### 1.5.8 Computational Limits

Sometimes an agent can decide on its best action quickly enough for it to act. Often there are computational resource limits that prevent an agent from carrying out the best action. That is, the agent may not be able to find the best action quickly enough within its memory limitations to act while that action is still the best thing to do. For example, it may not be much use to take 10 minutes to derive what was the best thing to do 10 minutes ago, when the agent has to act now. Often, instead, an agent must trade off how long it takes to get a solution with how good the solution is; it may be better to find a reasonable solution quickly than to find a better solution later because the world will have changed during the computation.

The computational limits dimension determines whether an agent has

• perfect rationality, where an agent reasons about the best action without taking into account its limited computational resources; or
• bounded rationality, where an agent decides on the best action that it can find given its computational limitations.

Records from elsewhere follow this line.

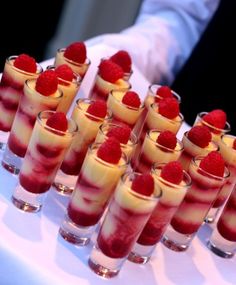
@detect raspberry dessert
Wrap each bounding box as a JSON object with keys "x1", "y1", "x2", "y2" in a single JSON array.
[
  {"x1": 0, "y1": 54, "x2": 42, "y2": 148},
  {"x1": 178, "y1": 125, "x2": 219, "y2": 171},
  {"x1": 95, "y1": 122, "x2": 138, "y2": 160},
  {"x1": 11, "y1": 111, "x2": 77, "y2": 212},
  {"x1": 89, "y1": 59, "x2": 131, "y2": 102},
  {"x1": 88, "y1": 172, "x2": 160, "y2": 277},
  {"x1": 129, "y1": 162, "x2": 191, "y2": 264},
  {"x1": 1, "y1": 70, "x2": 63, "y2": 174},
  {"x1": 54, "y1": 41, "x2": 90, "y2": 79},
  {"x1": 162, "y1": 151, "x2": 230, "y2": 252},
  {"x1": 107, "y1": 90, "x2": 144, "y2": 129},
  {"x1": 109, "y1": 50, "x2": 133, "y2": 80},
  {"x1": 206, "y1": 134, "x2": 236, "y2": 223},
  {"x1": 132, "y1": 130, "x2": 183, "y2": 174},
  {"x1": 53, "y1": 99, "x2": 111, "y2": 195},
  {"x1": 59, "y1": 138, "x2": 128, "y2": 246},
  {"x1": 194, "y1": 109, "x2": 231, "y2": 141}
]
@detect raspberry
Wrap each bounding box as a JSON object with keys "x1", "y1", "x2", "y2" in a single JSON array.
[
  {"x1": 46, "y1": 112, "x2": 68, "y2": 132},
  {"x1": 55, "y1": 64, "x2": 74, "y2": 82},
  {"x1": 199, "y1": 151, "x2": 225, "y2": 177},
  {"x1": 156, "y1": 86, "x2": 173, "y2": 100},
  {"x1": 35, "y1": 70, "x2": 58, "y2": 96},
  {"x1": 106, "y1": 125, "x2": 131, "y2": 144},
  {"x1": 187, "y1": 125, "x2": 212, "y2": 148},
  {"x1": 13, "y1": 53, "x2": 37, "y2": 73},
  {"x1": 157, "y1": 130, "x2": 177, "y2": 150},
  {"x1": 233, "y1": 139, "x2": 236, "y2": 150},
  {"x1": 64, "y1": 41, "x2": 86, "y2": 64},
  {"x1": 202, "y1": 109, "x2": 227, "y2": 130},
  {"x1": 122, "y1": 91, "x2": 141, "y2": 108},
  {"x1": 97, "y1": 137, "x2": 122, "y2": 164},
  {"x1": 158, "y1": 97, "x2": 179, "y2": 119},
  {"x1": 110, "y1": 50, "x2": 132, "y2": 73},
  {"x1": 161, "y1": 161, "x2": 183, "y2": 184},
  {"x1": 98, "y1": 59, "x2": 124, "y2": 83},
  {"x1": 131, "y1": 173, "x2": 154, "y2": 196},
  {"x1": 86, "y1": 100, "x2": 107, "y2": 121}
]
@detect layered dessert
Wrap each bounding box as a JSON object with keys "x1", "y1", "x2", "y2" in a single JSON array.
[
  {"x1": 132, "y1": 130, "x2": 183, "y2": 174},
  {"x1": 0, "y1": 54, "x2": 42, "y2": 136},
  {"x1": 88, "y1": 172, "x2": 160, "y2": 277},
  {"x1": 59, "y1": 137, "x2": 128, "y2": 245},
  {"x1": 89, "y1": 59, "x2": 131, "y2": 102},
  {"x1": 54, "y1": 41, "x2": 90, "y2": 79},
  {"x1": 162, "y1": 151, "x2": 229, "y2": 251},
  {"x1": 12, "y1": 111, "x2": 77, "y2": 212},
  {"x1": 1, "y1": 70, "x2": 62, "y2": 174},
  {"x1": 107, "y1": 90, "x2": 144, "y2": 129},
  {"x1": 129, "y1": 161, "x2": 191, "y2": 264},
  {"x1": 194, "y1": 109, "x2": 231, "y2": 142},
  {"x1": 109, "y1": 50, "x2": 133, "y2": 80},
  {"x1": 178, "y1": 125, "x2": 218, "y2": 171},
  {"x1": 54, "y1": 99, "x2": 109, "y2": 194}
]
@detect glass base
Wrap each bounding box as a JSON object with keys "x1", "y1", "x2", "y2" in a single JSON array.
[
  {"x1": 12, "y1": 184, "x2": 46, "y2": 213},
  {"x1": 88, "y1": 244, "x2": 125, "y2": 278},
  {"x1": 52, "y1": 169, "x2": 77, "y2": 195},
  {"x1": 205, "y1": 207, "x2": 220, "y2": 224},
  {"x1": 162, "y1": 225, "x2": 194, "y2": 252},
  {"x1": 1, "y1": 144, "x2": 23, "y2": 174},
  {"x1": 59, "y1": 214, "x2": 95, "y2": 246},
  {"x1": 128, "y1": 242, "x2": 155, "y2": 264}
]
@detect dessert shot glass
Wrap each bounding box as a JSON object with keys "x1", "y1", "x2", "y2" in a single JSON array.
[
  {"x1": 11, "y1": 110, "x2": 77, "y2": 213},
  {"x1": 162, "y1": 155, "x2": 229, "y2": 252},
  {"x1": 53, "y1": 99, "x2": 111, "y2": 195},
  {"x1": 1, "y1": 78, "x2": 63, "y2": 174},
  {"x1": 132, "y1": 129, "x2": 183, "y2": 174},
  {"x1": 88, "y1": 171, "x2": 161, "y2": 278},
  {"x1": 207, "y1": 184, "x2": 236, "y2": 258},
  {"x1": 0, "y1": 55, "x2": 43, "y2": 150},
  {"x1": 128, "y1": 163, "x2": 191, "y2": 264},
  {"x1": 59, "y1": 142, "x2": 128, "y2": 246},
  {"x1": 205, "y1": 134, "x2": 236, "y2": 223}
]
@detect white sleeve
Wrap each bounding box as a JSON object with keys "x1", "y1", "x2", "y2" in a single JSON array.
[{"x1": 86, "y1": 0, "x2": 220, "y2": 84}]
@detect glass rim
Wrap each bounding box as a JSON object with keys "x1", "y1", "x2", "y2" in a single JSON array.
[
  {"x1": 197, "y1": 112, "x2": 231, "y2": 133},
  {"x1": 57, "y1": 47, "x2": 91, "y2": 66},
  {"x1": 7, "y1": 55, "x2": 43, "y2": 75},
  {"x1": 148, "y1": 84, "x2": 181, "y2": 103}
]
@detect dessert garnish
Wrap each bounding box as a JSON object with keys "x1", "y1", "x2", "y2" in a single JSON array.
[
  {"x1": 157, "y1": 130, "x2": 177, "y2": 150},
  {"x1": 187, "y1": 125, "x2": 212, "y2": 148},
  {"x1": 86, "y1": 100, "x2": 107, "y2": 121},
  {"x1": 98, "y1": 59, "x2": 124, "y2": 83},
  {"x1": 64, "y1": 41, "x2": 86, "y2": 64},
  {"x1": 122, "y1": 91, "x2": 141, "y2": 108},
  {"x1": 35, "y1": 70, "x2": 58, "y2": 96},
  {"x1": 13, "y1": 53, "x2": 37, "y2": 73},
  {"x1": 202, "y1": 109, "x2": 227, "y2": 130},
  {"x1": 107, "y1": 125, "x2": 131, "y2": 144},
  {"x1": 131, "y1": 173, "x2": 154, "y2": 196},
  {"x1": 156, "y1": 86, "x2": 172, "y2": 100},
  {"x1": 158, "y1": 97, "x2": 179, "y2": 119},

Computational resource limits include computation time, memory, and numerical accuracy caused by computers not representing real numbers exactly. An anytime algorithm is an algorithm whose solution quality improves with time. In particular, it is one that can produce its current best solution at any time, but given more time it could produce even better solutions. We can ensure that the quality doesn't decrease by allowing the agent to store the best solution found so far and return that when asked for a solution. However, waiting to act has a cost; it may be better for an agent to act before it has found what would have been the best solution.

Figure 1.5: Solution quality as a function of time for an anytime algorithm. The agent has to choose an action. As time progresses, the agent can determine better actions. The value to the agent of the best action found so far, if it had been carried out initially, is given by the dashed line. The reduction in value to the agent by waiting to act is given by the dotted line. The net value to the agent, as a function of the time it acts, is given by the solid line.

Example 1.9: Figure 1.5 shows how the computation time of an anytime algorithm can affect the solution quality. The agent has to carry out an action but can do some computation to decide what to do. The absolute solution quality, had the action been carried out at time zero, shown as the dashed line at the top, is improving as the agent takes time to reason. However, there is a penalty associated with taking time to act. In this figure, the penalty, shown as the dotted line at the bottom, is proportional to the time taken before the agent acts. These two values can be added to get the discounted quality, the time-dependent value of computation; this is the solid line in the middle of the graph. For the example of Figure 1.5, an agent should compute for about 2.5 time units, and then act, at which point the discounted quality achieves its maximum value. If the computation lasts for longer than 4.3 time units, the resulting discounted solution quality is worse than if the algorithm just outputs the initial guess it can produce with virtually no computation. It is typical that the solution quality improves in jumps; when the current best solution changes, there is a jump in the quality. However, the penalty associated with waiting is often not as simple as a straight line.

To take into account bounded rationality, an agent must decide whether it should act or think more. This is challenging because an agent typically does not know how much better off it would be if it only spent a little bit more time reasoning. Moreover, the time spent thinking about whether it should reason may detract from actually reasoning about the domain. However, bounded rationality can be the basis for approximate reasoning.